饭桌上有人随口提起:“方知远最近怎么不怎么冒泡了?听说他日本回来后状态不太好。”
我低头夹菜,没有接。
孟佳看了我一眼,岔开话题。
我知道方知远不是从我的世界里消失了。
十二年的交集,不会因为一个拉黑就完全断干净。
可边界不是等到没有诱惑才算守住。
边界是明明还会听见这个人的名字,还是知道自己不该再往前走。
后来方知远给我寄过一次快递。
里面是那枚清水寺护身符,还有一张明信片。
明信片上写着:
“如果那天前台没有多嘴,也许我们会有另一种结局。”
我看完,平静地把明信片撕掉,把护身符退回寄件地址。
同时给他发了最后一条短信。
“没有另一种结局。前台没有多嘴,是她说出了你瞒着我的事实。以后不要再联系。”
发完,我删除短信。
这一次,我的手没有抖。
晚上,邵衡下班回来,我把这件事告诉他。
他正在玄关换鞋,动作停了一下。
“你退回去了?”
“嗯。”
“短信也发了?”
“发了。只发了这一句。”
邵衡点点头。
他没有夸我。
也没有说“我相信你”。
但那天晚上,他没有去书房。
他站在卧室门口,问我:“我今天可以睡这边吗?”
我愣了一下,眼泪差点掉下来。
“可以。”
他躺下后,我们中间还是隔着一点距离。
灯关了。
黑暗里,我听见他轻声说:“叶宁,我还会想起那家酒店。”
我心一疼。
“我知道。”
“我也还会怀疑。”
“你可以问我。”
“问多了,我怕自己变得难看。”
我转过身,看着他的轮廓。
“你问,不难看。沉默着把自己耗坏,才难看。”
邵衡很久没说话。
然后,他伸手握住了我的手。
不是拥抱。
只是握住。
手心很热。
我在黑暗里哭了,但没有出声。
后来,我们没有去日本。
十二月年假,邵衡带我去了苏州。
很近,高铁半小时。
我们住了一家普通民宿,没有情侣套餐,没有惊喜布置,也没有谁瞒着谁。
入住的时候,前台问:“两位是夫妻吗?需要开一间大床房还是两张床?”
我下意识看了邵衡一眼。
他也看我。
那一瞬间,我们都想起了京都那家酒店。
想起那句让我发毛的话。
想起我站在日本酒店大堂里,护照都拿不稳的样子。
我深吸一口气,对前台说:“夫妻,一间大床房。”
说完,我又补了一句:“登记两个人的信息,都写清楚。”
前台笑着点头。
邵衡接过房卡,低声问我:“紧张?”
我点头。
“有一点。”
他说:“我也是。

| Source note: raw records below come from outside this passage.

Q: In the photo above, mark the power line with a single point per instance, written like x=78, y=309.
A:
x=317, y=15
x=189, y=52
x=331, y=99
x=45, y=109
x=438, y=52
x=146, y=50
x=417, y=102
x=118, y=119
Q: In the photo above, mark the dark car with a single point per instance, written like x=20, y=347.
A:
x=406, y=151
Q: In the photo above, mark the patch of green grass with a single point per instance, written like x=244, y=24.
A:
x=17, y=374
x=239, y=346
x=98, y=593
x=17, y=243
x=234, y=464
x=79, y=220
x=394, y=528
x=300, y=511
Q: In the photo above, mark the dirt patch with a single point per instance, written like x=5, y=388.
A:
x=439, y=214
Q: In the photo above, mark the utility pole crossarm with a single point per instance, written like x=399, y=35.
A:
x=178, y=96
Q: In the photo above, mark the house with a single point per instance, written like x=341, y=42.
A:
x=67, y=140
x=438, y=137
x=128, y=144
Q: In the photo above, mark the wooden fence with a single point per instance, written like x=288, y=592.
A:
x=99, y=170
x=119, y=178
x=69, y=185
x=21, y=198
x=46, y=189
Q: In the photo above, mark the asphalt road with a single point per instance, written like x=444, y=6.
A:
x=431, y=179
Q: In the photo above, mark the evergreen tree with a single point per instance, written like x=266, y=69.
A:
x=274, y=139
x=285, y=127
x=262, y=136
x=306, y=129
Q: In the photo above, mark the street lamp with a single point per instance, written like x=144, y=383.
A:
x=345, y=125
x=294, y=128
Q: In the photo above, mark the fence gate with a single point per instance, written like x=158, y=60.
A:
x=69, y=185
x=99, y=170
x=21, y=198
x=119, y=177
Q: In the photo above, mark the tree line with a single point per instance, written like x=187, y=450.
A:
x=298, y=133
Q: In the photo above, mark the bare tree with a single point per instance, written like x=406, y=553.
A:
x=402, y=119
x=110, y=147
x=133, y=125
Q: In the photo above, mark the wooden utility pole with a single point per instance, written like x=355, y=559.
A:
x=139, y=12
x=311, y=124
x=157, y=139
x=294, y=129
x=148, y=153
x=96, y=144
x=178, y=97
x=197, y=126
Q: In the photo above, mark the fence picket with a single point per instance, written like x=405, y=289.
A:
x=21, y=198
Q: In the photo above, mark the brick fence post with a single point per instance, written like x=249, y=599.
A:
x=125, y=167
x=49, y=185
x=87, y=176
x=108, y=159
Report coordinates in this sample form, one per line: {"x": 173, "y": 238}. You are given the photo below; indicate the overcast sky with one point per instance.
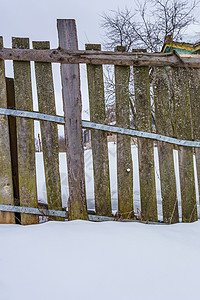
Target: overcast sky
{"x": 37, "y": 18}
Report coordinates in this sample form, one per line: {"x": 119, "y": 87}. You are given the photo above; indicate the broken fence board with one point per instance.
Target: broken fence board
{"x": 165, "y": 150}
{"x": 6, "y": 184}
{"x": 124, "y": 157}
{"x": 25, "y": 134}
{"x": 194, "y": 85}
{"x": 99, "y": 138}
{"x": 183, "y": 130}
{"x": 70, "y": 78}
{"x": 49, "y": 130}
{"x": 145, "y": 147}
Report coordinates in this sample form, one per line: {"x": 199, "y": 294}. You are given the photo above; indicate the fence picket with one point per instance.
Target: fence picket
{"x": 165, "y": 150}
{"x": 145, "y": 147}
{"x": 49, "y": 130}
{"x": 194, "y": 83}
{"x": 6, "y": 185}
{"x": 25, "y": 134}
{"x": 70, "y": 77}
{"x": 183, "y": 131}
{"x": 124, "y": 157}
{"x": 99, "y": 138}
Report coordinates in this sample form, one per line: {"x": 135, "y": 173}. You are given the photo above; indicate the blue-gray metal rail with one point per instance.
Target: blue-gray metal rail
{"x": 103, "y": 127}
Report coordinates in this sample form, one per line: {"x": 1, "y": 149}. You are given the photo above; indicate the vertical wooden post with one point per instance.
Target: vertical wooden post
{"x": 124, "y": 157}
{"x": 165, "y": 150}
{"x": 6, "y": 186}
{"x": 194, "y": 84}
{"x": 70, "y": 77}
{"x": 183, "y": 131}
{"x": 13, "y": 144}
{"x": 49, "y": 130}
{"x": 145, "y": 146}
{"x": 25, "y": 134}
{"x": 99, "y": 138}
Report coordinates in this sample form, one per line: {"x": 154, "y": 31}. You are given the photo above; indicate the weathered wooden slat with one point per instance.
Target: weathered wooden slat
{"x": 145, "y": 147}
{"x": 70, "y": 77}
{"x": 124, "y": 157}
{"x": 6, "y": 185}
{"x": 99, "y": 138}
{"x": 49, "y": 130}
{"x": 13, "y": 144}
{"x": 25, "y": 134}
{"x": 67, "y": 56}
{"x": 165, "y": 151}
{"x": 183, "y": 130}
{"x": 194, "y": 87}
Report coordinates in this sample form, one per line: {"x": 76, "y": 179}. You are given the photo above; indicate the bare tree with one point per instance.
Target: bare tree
{"x": 149, "y": 24}
{"x": 148, "y": 27}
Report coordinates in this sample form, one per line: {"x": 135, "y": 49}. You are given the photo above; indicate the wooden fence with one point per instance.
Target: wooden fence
{"x": 176, "y": 97}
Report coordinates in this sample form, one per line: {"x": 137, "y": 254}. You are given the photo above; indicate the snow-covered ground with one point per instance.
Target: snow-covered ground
{"x": 113, "y": 179}
{"x": 99, "y": 261}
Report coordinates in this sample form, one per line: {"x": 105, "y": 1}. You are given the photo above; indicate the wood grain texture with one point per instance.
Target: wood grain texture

”
我们一起上楼。
房间不大,窗外能看见一条窄窄的河。
我把箱子放好,看见那枚浅灰色行李牌还系在拉杆上。
背面那行字已经有点磨花了。
叶宁,紧急联系人:邵衡。
我摸了摸它,忽然很庆幸。
庆幸那天在京都,前台把方知远的备注念了出来。
庆幸我在最发毛、最难堪的时候,没有继续装作听不懂。
也庆幸我还能回头,把那个真正应该被我告知的人,重新放回我的生活里。
晚上,我们沿着河边散步。
风很冷。
邵衡把围巾绕到我脖子上,动作还有些生疏。
我低头笑了一下。
“你这样像在绑绳子。”
他手一顿。
“那我重新来。”
“别。”我抓住他的手,“就这样。”
我们慢慢往前走。
谁都没有说原谅。
但我们都知道,有些路不是一句原谅就能走完。
要一点一点走。
走到能把谎言说成实话。
走到能把失望说出口。
走到我再也不需要借出差的名义,跟任何人去任何地方。
那次日本旅游,我没有看到岚山红叶,也没有去奈良喂鹿。
我只在酒店前台听见了一句话。
那句话让我发毛,也让我清醒。
它让我明白,一个已婚女人最危险的时刻,不是有人向她表白。
而是她明明知道自己在撒谎,却还告诉自己只是想透口气。
我差点把婚姻丢在京都那家酒店的大堂里。
最后,也是那句前台无意说出口的话,把我从那扇快要推开的门前,硬生生叫了回来。